All Poppulo systems have been patched and updated to Apache Log4j 2.17.1.
There is no evidence of this vulnerability being exploited within any Poppulo environment.
Posted Jan 17, 2022 - 12:34 GMT
Update
Another vulnerability was found with Apache Log4j 2.17 and update Apache Log4j 2.17.1 was released. Poppulo is planning on upgrading to Apache Log4j 2.17.1 to mitigate against this risk over the coming days. There is no evidence of this vulnerability being exploited within any Poppulo environment. We will continue to monitor our environments on an ongoing basis.
Posted Jan 05, 2022 - 10:06 GMT
Update
Poppulo's production systems are now 100% updated from Apache Log4j 2.16 to Apache Log4j 2.17. There is no evidence of this vulnerability being exploited within any Poppulo environment. We will continue to monitor our environments on an ongoing basis.
Posted Dec 22, 2021 - 16:08 GMT
Monitoring
We have been updating all production systems on Apache Log4j 2.16 to Apache Log4j 2.17 and now have 78% of our systems updated. There remains no evidence to suggest either vulnerability has been exploited within any Poppulo environment.
Posted Dec 20, 2021 - 17:18 GMT
Investigating
Poppulo were alerted to the log4j vulnerability when it was published week of 6th December and subsequently updated all systems to Apache Log4j 2.16. A further vulnerability has been highlighted last week involving a mandatory update to Apache Log4j 2.17.
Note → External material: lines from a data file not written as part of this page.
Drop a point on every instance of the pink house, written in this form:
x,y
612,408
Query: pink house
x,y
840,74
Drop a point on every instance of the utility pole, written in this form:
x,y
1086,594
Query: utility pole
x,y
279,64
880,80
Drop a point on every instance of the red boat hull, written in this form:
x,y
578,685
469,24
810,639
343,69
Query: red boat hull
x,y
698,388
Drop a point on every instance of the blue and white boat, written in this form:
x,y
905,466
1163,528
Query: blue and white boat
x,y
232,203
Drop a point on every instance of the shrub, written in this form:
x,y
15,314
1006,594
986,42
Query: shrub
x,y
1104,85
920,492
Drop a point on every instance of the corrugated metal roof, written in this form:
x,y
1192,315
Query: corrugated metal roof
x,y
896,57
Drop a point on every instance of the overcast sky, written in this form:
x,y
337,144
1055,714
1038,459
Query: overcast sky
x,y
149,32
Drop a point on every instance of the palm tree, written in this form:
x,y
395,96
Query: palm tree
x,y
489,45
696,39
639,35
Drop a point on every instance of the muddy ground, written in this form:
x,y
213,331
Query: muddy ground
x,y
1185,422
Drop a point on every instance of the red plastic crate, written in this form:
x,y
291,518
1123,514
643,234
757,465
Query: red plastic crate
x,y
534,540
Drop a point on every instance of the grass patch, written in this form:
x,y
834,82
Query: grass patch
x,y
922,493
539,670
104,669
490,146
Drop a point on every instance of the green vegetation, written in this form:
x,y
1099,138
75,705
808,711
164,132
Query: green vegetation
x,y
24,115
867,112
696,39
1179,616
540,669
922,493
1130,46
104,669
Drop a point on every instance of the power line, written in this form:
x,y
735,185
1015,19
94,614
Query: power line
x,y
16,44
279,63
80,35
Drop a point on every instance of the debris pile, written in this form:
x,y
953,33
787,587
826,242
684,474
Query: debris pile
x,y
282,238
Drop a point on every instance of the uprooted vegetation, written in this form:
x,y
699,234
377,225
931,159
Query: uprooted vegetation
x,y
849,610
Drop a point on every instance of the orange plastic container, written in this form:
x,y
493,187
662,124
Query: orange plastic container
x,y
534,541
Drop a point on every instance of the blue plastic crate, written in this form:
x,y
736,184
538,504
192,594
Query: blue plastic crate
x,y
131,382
There has been no evidence of either vulnerability being exploited within any Poppulo environment. Mitigation of all systems to 2.17 began on Friday, December 17th and is estimated to be completed in all our environments within the next 36 hours. We will continue to monitor our environment on an ongoing basis.
1. Is Poppulo aware of the most recently published log4j vulnerability (CVE-2021-45105 / Denial of Service)? Yes. Poppulo subscribes to a number of vulnerability reporting/tracking repositories, and were alerted to and aware of the vulnerability since it was published last week . 2. Is Poppulo leveraging log4j versions which are potentially impacted by the vulnerability? Yes. There are instances of log4j within our environments that are vulnerable to the published exploit. 3. Is Poppulo aware of any actual exploits of the vulnerability in the Poppulo environment? There is no evidence of this vulnerability being exploited within any Poppulo environment. We will continue to monitor our environments on an ongoing basis. 4. Is Poppulo taking steps to patch its environment and to mitigate the risk of exploit? Patches to address the vulnerability are currently being applied to our environments, and is estimated to be completed in all environments within the next 36 hours.